The person indicated above agrees to make an equal number of payments (designated below) on the balance listed in the Outstanding Balance field.
The individual signing this document agrees to make payments on this payment plan using their VISA, DISCOVER, or MASTERCARD on file with Mid-Atlantic Behavioral Health. This credit card will be kept on file by a 3rd party in a secure system owned by Authorize.net. The individual signing this document gives Mid-Atlantic Behavioral Health permission to run the credit card on file on the 10th day of each month for the amount noted in this payment plan until the balance is satisfied.
The person signing this document indicates they understand a missed payment as a result of their credit card being denied will cause their account to be considered "Past Due" and may result in the full outstanding account to be forwarded to the collection agency. In addition, the individual signing this document acknowledges that they may be discharged from Mid-Atlantic Behavioral Health for non-payment. The individual signing understands that if they are discharged from Mid-Atlantic Behavioral Health they will need to seek another provider for any and all services that were being provided by Mid-Atlantic Behavioral Health.

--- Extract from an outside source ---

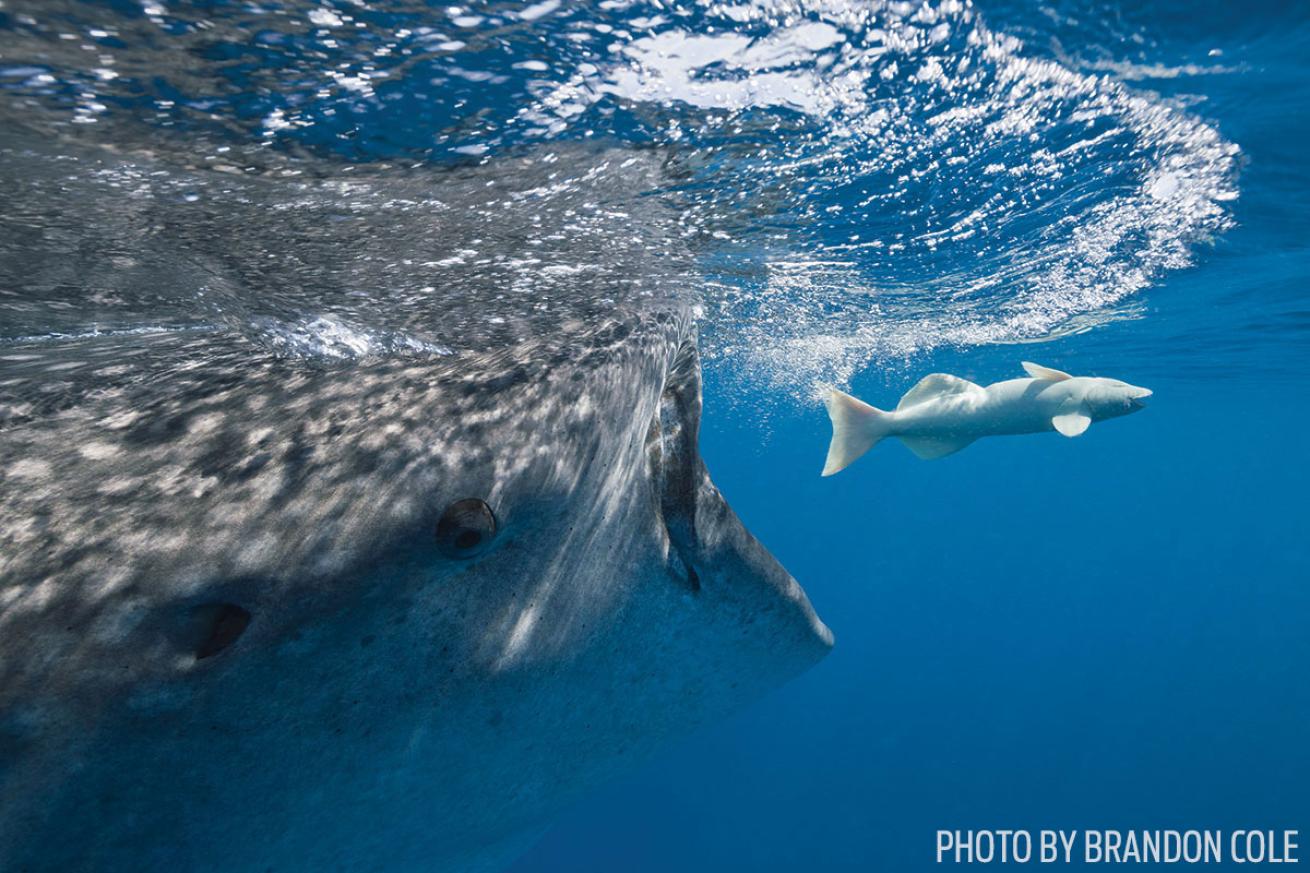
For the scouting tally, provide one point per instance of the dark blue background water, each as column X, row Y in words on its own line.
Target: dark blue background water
column 1038, row 632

If the undersigned should be terminated from Mid-Atlantic Behavioral Health for non-payment of past due balances, they understand that Mid-Atlantic Behavioral Health reserves the right to not accept them as a patient in the future, even if full payment is later made to the collection agency. Individuals may request reinstatement, but reinstatement is not promised or guaranteed.
By signing this agreement, the individual is stating they have read it in its entirety (or it has been read to them), and that they understand and agree to the terms of this agreement.